2. Place the mascarpone cheese in a small bowl and add the diced radishes, chili, shallots, chopped rosemary, salt and pepper. Mix thoroughly.

3. Spoon cheese filling into each tomato cup. Garnish and chill.

4. Serve cold.

The color of love
| Tomato winter salad
Ingredients (serves 4):

8-12 large cherry tomatoes, quartered
4 cherry radishes, finely sliced
1 small carrot, peeled and shaved into wafer-thin slices
1 bunch spring onions, chopped
1 small pomegranate, seeds reserved
1 sprig fresh rosemary, leaves plucked
Extra virgin olive oil
Salt and pepper to taste

Method:
1. Wash and dry the tomatoes, cut into quarters or smaller wedges if the fruits are large.

2. Toss tomatoes, radish and carrot slices together. Pile on a platter.

3. Add pomegranate seeds and spring onions.

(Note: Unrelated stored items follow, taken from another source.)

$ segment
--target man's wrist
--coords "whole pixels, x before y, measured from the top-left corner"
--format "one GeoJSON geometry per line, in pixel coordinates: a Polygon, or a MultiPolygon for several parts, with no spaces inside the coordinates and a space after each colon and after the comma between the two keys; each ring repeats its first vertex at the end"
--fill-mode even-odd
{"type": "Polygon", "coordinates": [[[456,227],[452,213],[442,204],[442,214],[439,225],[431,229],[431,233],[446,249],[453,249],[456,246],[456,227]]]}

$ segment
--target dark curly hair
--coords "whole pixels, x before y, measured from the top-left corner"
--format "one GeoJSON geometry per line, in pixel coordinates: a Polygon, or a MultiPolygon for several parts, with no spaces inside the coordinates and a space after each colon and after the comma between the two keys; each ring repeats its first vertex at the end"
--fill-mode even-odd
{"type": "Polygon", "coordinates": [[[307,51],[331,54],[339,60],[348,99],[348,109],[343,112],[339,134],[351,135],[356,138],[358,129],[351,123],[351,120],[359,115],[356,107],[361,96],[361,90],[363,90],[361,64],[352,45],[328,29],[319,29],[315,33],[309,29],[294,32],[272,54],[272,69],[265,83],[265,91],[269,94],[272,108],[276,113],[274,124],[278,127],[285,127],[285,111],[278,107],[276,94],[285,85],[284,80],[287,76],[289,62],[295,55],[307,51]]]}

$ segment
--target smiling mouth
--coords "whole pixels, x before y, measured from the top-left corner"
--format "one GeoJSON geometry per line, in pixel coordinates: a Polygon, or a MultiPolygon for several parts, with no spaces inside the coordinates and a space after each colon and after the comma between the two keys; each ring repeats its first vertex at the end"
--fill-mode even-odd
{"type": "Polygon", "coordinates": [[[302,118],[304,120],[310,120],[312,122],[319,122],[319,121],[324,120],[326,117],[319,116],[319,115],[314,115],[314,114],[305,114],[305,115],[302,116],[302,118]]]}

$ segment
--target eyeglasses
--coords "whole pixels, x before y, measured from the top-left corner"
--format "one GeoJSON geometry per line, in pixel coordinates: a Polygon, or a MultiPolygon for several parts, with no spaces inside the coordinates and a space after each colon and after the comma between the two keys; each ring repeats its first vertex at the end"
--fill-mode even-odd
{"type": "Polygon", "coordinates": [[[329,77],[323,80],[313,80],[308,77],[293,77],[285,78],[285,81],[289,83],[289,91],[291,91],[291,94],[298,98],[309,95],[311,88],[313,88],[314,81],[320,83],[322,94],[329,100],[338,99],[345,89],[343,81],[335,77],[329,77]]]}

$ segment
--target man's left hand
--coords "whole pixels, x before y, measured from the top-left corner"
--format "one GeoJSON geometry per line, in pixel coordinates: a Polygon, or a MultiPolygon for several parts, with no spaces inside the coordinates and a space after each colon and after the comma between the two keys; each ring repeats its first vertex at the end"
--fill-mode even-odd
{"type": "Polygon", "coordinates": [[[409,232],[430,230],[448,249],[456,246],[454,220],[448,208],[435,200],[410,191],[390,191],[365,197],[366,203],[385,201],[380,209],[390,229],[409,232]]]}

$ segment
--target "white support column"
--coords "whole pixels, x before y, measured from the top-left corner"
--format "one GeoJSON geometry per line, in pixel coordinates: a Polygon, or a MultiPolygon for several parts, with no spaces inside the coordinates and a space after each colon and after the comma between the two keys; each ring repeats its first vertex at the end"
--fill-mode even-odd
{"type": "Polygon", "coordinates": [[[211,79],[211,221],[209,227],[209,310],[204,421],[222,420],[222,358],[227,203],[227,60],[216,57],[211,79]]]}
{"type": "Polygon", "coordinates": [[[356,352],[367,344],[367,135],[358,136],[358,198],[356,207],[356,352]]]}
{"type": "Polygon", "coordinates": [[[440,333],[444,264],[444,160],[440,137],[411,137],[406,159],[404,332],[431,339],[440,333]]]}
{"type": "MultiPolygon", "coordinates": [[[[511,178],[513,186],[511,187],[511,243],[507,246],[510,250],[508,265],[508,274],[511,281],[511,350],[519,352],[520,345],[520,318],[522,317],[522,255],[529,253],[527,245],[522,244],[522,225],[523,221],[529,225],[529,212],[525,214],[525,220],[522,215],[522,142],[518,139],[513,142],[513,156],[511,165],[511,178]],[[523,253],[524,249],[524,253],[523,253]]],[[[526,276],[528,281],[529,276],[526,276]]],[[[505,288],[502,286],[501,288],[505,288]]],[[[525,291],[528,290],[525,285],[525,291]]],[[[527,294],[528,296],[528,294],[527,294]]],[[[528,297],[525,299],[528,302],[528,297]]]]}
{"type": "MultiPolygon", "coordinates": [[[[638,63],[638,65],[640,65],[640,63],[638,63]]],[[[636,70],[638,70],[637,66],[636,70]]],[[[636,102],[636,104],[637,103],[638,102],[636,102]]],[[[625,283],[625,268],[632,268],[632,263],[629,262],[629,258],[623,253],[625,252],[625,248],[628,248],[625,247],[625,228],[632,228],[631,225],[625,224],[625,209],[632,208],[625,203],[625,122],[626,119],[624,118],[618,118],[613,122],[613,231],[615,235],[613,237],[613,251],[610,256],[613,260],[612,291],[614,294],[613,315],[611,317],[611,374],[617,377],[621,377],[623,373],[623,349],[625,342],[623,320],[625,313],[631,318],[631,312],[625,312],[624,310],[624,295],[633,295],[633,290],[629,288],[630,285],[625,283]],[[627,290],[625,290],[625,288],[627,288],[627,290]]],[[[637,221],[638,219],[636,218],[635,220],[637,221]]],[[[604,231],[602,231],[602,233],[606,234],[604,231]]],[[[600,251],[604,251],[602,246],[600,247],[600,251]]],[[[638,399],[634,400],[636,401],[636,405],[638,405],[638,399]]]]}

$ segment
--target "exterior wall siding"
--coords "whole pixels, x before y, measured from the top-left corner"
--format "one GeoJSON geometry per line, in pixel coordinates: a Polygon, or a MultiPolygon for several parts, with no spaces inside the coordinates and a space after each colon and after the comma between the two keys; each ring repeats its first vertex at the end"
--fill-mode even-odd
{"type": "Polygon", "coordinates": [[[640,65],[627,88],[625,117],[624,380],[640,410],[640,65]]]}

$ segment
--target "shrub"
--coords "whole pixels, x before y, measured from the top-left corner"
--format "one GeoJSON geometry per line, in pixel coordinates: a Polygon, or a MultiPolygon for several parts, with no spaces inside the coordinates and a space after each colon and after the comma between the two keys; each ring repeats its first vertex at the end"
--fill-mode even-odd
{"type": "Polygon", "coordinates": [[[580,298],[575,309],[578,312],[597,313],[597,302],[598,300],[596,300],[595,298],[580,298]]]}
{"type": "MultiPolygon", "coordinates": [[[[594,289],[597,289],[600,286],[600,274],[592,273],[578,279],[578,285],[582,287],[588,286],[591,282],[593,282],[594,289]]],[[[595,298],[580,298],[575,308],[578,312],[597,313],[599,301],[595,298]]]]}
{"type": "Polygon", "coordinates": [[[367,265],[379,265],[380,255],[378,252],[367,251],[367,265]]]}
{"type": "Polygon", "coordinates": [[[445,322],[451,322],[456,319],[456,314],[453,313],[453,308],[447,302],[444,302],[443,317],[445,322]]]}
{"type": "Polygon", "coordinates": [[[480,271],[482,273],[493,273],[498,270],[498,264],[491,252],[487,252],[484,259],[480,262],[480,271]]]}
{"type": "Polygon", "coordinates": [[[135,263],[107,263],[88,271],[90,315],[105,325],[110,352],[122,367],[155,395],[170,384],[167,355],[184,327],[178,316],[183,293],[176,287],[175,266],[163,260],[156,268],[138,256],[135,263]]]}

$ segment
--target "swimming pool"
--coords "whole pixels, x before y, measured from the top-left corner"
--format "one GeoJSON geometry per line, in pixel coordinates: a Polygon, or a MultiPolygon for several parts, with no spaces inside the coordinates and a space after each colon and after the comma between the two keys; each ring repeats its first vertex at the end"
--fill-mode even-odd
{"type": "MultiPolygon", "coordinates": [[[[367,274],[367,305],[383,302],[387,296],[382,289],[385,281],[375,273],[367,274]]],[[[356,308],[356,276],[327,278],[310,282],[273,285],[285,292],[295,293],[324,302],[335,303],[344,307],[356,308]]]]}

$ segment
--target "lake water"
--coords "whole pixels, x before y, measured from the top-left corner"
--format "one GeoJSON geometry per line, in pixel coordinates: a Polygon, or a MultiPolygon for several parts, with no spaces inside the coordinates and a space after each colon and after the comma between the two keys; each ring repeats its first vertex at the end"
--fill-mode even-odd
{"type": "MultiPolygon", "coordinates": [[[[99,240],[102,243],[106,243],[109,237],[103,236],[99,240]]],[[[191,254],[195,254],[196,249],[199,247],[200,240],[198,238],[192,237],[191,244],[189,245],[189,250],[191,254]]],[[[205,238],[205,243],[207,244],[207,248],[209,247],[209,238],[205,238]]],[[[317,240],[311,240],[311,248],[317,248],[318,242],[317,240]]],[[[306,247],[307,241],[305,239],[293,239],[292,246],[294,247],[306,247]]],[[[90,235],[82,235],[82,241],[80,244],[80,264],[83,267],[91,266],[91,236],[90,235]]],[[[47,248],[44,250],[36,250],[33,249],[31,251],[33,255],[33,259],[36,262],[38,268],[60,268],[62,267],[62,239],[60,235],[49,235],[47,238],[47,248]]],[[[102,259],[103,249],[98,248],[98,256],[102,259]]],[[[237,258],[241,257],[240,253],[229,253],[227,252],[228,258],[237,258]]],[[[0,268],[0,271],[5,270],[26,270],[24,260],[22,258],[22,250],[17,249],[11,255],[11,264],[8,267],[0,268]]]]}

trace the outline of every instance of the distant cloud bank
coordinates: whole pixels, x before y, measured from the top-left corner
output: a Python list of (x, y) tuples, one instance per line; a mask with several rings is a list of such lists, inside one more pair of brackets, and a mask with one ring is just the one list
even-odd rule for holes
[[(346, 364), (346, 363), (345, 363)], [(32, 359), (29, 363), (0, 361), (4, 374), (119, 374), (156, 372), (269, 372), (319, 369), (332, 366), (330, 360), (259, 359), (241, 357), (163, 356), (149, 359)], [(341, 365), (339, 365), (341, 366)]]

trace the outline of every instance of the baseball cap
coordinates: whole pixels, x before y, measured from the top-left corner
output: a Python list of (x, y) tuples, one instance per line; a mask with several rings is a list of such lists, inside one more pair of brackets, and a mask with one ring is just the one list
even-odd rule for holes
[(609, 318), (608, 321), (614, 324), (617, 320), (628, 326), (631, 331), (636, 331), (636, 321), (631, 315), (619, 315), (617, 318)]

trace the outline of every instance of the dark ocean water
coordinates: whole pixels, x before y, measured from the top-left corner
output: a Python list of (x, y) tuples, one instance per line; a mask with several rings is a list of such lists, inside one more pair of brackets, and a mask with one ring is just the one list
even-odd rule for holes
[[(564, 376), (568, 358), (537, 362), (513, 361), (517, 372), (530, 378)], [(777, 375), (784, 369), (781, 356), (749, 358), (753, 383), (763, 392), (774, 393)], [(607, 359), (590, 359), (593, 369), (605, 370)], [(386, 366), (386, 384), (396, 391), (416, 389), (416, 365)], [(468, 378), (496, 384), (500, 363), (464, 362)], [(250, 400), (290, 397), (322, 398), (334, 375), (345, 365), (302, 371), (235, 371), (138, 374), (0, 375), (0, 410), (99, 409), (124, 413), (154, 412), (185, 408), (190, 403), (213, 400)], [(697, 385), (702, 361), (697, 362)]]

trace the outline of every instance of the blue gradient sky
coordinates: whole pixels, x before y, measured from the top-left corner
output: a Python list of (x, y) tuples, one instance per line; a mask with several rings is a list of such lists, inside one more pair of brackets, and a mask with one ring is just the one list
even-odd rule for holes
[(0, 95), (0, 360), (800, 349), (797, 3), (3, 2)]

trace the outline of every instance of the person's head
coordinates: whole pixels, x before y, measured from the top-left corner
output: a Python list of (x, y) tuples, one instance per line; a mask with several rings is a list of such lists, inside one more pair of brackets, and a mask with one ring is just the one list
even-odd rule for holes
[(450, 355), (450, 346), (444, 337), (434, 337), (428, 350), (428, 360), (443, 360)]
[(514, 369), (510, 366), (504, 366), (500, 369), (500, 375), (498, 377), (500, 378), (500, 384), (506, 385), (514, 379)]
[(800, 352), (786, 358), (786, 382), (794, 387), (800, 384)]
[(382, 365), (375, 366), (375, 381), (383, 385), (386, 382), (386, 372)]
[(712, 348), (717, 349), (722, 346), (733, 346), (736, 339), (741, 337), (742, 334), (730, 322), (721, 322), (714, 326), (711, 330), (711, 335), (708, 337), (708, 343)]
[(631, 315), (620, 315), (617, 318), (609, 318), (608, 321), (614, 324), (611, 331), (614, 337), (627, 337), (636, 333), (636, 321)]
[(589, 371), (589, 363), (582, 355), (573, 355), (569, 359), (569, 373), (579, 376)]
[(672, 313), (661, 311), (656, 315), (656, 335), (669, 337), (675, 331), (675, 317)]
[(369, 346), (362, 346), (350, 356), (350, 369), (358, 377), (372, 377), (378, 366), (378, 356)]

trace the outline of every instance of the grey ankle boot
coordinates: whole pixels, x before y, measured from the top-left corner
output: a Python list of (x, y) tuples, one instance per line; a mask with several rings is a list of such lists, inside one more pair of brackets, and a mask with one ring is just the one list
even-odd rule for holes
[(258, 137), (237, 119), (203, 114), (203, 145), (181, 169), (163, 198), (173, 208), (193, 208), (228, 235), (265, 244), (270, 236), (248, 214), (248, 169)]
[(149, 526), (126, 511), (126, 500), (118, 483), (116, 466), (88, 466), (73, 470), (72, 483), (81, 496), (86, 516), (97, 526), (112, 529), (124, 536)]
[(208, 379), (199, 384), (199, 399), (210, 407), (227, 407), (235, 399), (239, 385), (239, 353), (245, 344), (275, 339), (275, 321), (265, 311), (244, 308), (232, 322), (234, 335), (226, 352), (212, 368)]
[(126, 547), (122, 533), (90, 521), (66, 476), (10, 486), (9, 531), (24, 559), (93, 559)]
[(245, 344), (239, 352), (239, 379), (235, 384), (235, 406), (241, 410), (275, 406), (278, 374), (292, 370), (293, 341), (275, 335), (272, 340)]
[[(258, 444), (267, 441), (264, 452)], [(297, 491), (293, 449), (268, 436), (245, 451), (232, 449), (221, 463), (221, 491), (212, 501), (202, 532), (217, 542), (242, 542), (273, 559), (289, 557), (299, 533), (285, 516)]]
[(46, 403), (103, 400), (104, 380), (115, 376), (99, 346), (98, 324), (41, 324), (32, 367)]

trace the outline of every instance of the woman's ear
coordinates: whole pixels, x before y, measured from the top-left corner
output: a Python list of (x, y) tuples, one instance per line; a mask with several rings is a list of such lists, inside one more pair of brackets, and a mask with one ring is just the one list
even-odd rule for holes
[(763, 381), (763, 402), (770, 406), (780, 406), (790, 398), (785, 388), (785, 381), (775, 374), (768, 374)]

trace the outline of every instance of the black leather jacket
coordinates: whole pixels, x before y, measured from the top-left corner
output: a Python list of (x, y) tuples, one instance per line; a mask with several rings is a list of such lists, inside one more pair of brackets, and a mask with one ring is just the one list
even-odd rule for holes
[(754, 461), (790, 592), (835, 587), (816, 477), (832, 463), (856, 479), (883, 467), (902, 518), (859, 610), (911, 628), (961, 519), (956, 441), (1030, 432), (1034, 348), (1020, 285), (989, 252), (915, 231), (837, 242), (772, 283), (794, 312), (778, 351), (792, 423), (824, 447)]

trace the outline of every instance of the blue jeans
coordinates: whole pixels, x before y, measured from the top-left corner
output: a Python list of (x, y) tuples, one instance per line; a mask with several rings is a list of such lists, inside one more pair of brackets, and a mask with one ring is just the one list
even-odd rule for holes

4. Drizzle olive oil over the salad and add rosemary leaves. Season with a generous sprinkle of salt and pepper. Chill well to serve.

The color of love
| Salt-dipped tomatoes
Ingredients (serves 4):

16 cherry tomatoes
2 tbsp rum, vodka or any clear liquor
Salt and freshly cracked black pepper

Method:
1. Slice the top off the cherry tomatoes and then slice a thin wafer off the bottom so they all sit steadily on a plate.

2. Sprinkle the tomatoes with the rum or vodka and allow to macerate for an hour or so in the fridge.

3. Pour the salt and cracked black pepper into a small saucer. Stir to mix.

4. When ready to serve, dip the top of each tomato into the salt and pepper and sit each upright on the platter again. Serve chilled.

The color of love
| Tomato salsa
Ingredients (serves 4):

2 large red tomatoes, chopped
1 large green tomato, chopped
2 shallots, minced
1 small bunch green onions, chopped
Juice of 1 lemon
Salt and pepper to taste

Method:
1. Place the minced onions in a salad bowl and marinate with lime juice and a generous sprinkle of salt.

2. Add chopped tomatoes and spring onions.

3. Mix salsa together well and leave to let flavors mature in the fridge.

4. Adjust seasoning with more salt and pepper and serve chilled salsa with salted crackers, nachos or potato chips.